She snorts, but offers, “My water? Isn’t working?”

And he’s nodding, handing her a cup of coffee - milk, no sugar, coiling rings of steam in the frigid morning - and they’re down his stairs to her cabin, tool box clanking a metallic chorus against his thigh, laugh cradled in the broken quietude.

“What you have here, Swan,” they’re in the narrow closet off the back of the cabin she hadn’t bothered with until this point; he’s looking up at her from his seat on the floor, and she has her fingers curled around a mug that reads  _Captain,_ “Is a burst pipe.”

Killian points and she buries her face in the warmth of the coffee, tries not to notice whatever mountains are cresting in her chest, and says, “Huh?”

“See that there?” He carefully traces his finger so she can follow its path. “The insulation’s rotted right through, left the pump pipe exposed. Water freezes, expands. Pipe goes boom.”

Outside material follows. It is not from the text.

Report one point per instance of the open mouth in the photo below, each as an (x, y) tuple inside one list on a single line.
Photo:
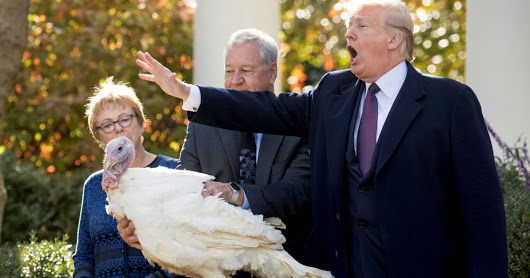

“Boom?” She’s not smiling.

“Boom.” He definitely is.

And they spend the afternoon leg against leg, his hand guiding hers with an adjustable wrench as they replace a pipe. It’s all solitude and togetherness and she feels  _useful_  and -

“Well done, Swan.”

His dimples are nearly devastating, the way he looks at her like he see her.

“Yeah?” It’s heavy, that look. Her fingers tangle around one another.

He exhales. “Yeah.”

\---

His porch becomes this strange, liminal space - a beat between words, a hitch at the end of an inhale - and when she looks at the faded red door she’s never sure if she should be coming or going, just that she’s there and unable to step in either direction.

Just wood and curling paint and inertia.

\---

“So what’s the plan, then?” he asks as they lug aluminum buckets from the sugar maples around his property to his shed.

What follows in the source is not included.